Contained within the inauthentic faith I was living was the lie that I had to mute my questions, manage my emotions and protect my heart-even from God. Especially from Him… Because I flat out did not trust Him.
John talked about asking the questions and fully feeling our emotions in an authentic way. He talked about this in the same part of the message where he talked about our longing for God, the depths of that longing, the seeking in the morning and at night and in every moment. This is not a direct quote, but this is what I heard and wrote in my notes:
“God is big enough to handle every emotion contained within our longing”.
I believe our longing for God is ultimately what drives us to keep chasing after that something we are seeking to fulfill us. We don’t always know that it’s God we’re longing for, but we all have that thing that drives us, that thing we need to find fulfillment.

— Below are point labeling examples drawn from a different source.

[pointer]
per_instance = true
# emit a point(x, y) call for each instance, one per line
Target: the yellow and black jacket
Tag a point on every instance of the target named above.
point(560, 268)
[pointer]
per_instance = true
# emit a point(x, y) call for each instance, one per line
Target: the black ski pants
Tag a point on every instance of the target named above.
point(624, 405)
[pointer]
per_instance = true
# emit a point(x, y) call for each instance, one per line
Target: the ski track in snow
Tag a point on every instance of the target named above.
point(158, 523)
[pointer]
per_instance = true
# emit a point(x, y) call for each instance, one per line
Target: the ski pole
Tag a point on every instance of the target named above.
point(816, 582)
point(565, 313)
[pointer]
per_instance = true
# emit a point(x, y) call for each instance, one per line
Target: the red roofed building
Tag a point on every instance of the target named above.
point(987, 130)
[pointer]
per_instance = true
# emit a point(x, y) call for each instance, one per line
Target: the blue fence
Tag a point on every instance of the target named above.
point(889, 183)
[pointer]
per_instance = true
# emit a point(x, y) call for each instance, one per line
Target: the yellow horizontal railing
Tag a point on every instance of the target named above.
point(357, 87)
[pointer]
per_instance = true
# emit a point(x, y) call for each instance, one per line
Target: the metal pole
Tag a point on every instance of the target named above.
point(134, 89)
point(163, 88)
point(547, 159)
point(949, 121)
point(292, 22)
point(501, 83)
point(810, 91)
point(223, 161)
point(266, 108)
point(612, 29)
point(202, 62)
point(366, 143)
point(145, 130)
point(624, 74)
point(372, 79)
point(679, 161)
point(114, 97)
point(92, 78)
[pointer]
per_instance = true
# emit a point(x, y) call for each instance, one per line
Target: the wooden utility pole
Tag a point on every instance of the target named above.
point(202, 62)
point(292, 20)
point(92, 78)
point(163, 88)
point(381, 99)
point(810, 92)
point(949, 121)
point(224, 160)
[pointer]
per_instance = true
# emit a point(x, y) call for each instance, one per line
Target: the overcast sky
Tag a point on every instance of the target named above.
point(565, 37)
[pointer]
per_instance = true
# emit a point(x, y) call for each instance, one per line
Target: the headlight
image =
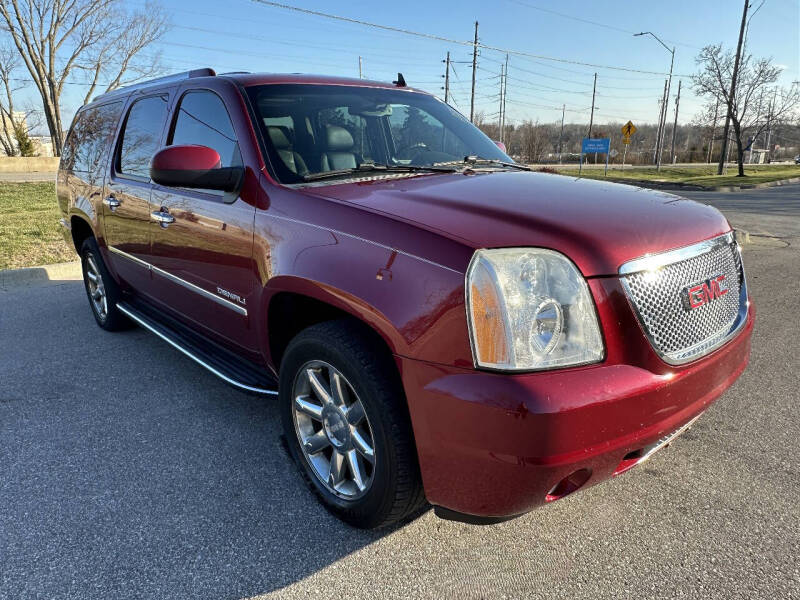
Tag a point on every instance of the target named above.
point(530, 309)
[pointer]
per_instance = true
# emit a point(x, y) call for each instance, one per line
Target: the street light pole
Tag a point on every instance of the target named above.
point(659, 142)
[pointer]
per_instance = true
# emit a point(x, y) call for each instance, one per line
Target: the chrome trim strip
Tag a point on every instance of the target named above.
point(666, 440)
point(131, 257)
point(198, 290)
point(650, 262)
point(131, 315)
point(656, 261)
point(189, 286)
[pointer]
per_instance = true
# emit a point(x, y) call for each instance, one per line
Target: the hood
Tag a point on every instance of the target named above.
point(598, 225)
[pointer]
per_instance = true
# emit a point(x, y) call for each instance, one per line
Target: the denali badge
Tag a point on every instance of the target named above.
point(705, 292)
point(231, 296)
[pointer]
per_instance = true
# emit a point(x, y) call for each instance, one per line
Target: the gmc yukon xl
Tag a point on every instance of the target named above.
point(437, 323)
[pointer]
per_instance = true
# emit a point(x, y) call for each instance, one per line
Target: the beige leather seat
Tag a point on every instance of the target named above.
point(281, 139)
point(338, 150)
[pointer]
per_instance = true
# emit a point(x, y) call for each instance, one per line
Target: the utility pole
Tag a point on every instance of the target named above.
point(666, 107)
point(474, 68)
point(505, 95)
point(447, 78)
point(675, 126)
point(656, 150)
point(663, 122)
point(591, 118)
point(713, 132)
point(769, 126)
point(500, 114)
point(561, 135)
point(732, 95)
point(758, 118)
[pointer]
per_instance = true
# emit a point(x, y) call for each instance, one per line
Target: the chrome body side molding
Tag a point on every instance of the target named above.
point(182, 282)
point(134, 317)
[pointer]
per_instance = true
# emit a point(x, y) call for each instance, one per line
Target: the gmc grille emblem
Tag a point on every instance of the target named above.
point(705, 292)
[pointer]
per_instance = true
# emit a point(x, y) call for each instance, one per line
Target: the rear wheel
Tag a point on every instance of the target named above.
point(101, 289)
point(347, 425)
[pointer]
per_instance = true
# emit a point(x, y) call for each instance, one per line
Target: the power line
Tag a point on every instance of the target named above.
point(440, 38)
point(587, 21)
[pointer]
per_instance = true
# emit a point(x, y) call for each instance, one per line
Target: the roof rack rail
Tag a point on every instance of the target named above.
point(205, 72)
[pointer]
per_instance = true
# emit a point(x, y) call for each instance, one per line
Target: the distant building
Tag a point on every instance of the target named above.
point(7, 130)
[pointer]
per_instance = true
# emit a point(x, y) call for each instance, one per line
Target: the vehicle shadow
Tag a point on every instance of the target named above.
point(126, 468)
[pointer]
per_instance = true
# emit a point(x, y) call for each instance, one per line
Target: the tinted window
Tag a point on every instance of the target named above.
point(142, 136)
point(203, 120)
point(350, 125)
point(87, 146)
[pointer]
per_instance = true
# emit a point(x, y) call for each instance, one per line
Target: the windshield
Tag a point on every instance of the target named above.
point(314, 129)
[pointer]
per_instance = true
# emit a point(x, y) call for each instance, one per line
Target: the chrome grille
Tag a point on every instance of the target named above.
point(655, 286)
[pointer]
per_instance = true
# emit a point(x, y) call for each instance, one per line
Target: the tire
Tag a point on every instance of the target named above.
point(389, 487)
point(101, 289)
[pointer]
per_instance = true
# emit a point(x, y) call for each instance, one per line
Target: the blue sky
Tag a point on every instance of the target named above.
point(247, 35)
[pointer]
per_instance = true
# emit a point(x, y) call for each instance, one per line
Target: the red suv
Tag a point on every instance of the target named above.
point(436, 322)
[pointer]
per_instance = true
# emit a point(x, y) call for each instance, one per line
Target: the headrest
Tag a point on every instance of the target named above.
point(339, 139)
point(279, 136)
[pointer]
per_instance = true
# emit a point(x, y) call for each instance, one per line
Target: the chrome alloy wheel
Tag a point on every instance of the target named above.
point(333, 430)
point(97, 291)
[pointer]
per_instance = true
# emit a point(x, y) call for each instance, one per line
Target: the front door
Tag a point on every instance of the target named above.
point(127, 207)
point(203, 257)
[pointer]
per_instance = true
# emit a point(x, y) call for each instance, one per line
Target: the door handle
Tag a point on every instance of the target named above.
point(162, 218)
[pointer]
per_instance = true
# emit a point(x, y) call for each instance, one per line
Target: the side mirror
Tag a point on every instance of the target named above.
point(194, 167)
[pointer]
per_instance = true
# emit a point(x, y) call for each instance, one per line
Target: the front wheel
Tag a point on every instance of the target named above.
point(347, 425)
point(101, 289)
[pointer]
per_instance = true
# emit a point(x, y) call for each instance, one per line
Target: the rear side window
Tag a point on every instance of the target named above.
point(203, 120)
point(141, 138)
point(86, 149)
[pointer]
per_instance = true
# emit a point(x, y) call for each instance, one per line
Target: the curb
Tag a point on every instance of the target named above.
point(69, 271)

In Ecclesiastes 3:11, out of the Amplified Bible, it says, He [God] has also planted eternity [a sense of divine purpose] in the human heart [a mysterious longing which nothing under the sun can satisfy, except God]…

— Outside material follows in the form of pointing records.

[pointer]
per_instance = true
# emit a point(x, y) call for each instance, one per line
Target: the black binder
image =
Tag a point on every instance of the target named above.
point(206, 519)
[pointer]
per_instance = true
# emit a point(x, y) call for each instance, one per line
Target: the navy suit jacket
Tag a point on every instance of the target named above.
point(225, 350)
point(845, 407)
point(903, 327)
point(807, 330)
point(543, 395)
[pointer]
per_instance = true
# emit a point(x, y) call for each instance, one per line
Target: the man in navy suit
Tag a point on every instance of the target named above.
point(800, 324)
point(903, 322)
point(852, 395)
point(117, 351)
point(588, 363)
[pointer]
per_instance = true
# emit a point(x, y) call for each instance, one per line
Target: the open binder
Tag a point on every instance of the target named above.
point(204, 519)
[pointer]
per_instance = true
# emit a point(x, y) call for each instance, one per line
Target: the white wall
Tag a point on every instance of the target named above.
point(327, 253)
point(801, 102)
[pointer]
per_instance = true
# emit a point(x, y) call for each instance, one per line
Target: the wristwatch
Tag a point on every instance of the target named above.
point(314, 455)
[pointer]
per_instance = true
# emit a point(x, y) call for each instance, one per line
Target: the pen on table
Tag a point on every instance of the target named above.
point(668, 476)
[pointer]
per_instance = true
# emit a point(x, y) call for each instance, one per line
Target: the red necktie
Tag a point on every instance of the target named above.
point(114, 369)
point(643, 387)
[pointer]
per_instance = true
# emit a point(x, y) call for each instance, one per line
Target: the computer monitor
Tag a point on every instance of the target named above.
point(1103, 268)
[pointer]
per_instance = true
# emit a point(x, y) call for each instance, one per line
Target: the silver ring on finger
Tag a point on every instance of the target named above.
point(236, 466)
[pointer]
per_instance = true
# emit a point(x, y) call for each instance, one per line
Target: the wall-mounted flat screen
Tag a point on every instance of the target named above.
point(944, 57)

So our deepest longing, whether we recognize it as such or not, is actually to know God and live out of the eternal rather than the temporal. And that longing, it contains every emotion we feel. Because God created us that way. Our deepest sorrow, our richest joy, our frustration and anger and all of the “why” questions that flow from that place–they live within our ultimate longing for what we were actually created for. Our longing is bursting at the seams with emotion because our longing is actually for the eternal–and only the eternal can handle the full weight of our God-given emotions.
So this longing where our wildest emotions live, it leads us one of two ways–either we seek to fulfill it in everything but God, to no avail, or we find it satisfied in God, as we daily chase after Him. And I have found that the crazy thing about finding that fulfillment in God is that it then produces something–a greater longing. Because experiencing Him always leaves us wanting more, this side of Heaven. While we’re living broken lives on a broken, fallen planet, our longing will never feel fully fulfilled. But as we get to know Him more, it’s not so much a restless, searching kind of longing. It becomes, instead, a longing pregnant with anticipation, anxiously awaiting the day when we will know fully as we are fully known. (1 Corinthians 13:12)
So, I’m asking myself again, and I’ll ask you, too: What are you chasing? What are you longing for? Is it God? What questions are you afraid to ask Him? What emotions do you try to hide from Him? He can handle all of the emotions contained within our longing. He gave them to us. Can we trust Him enough to give them back to Him in an authentic way?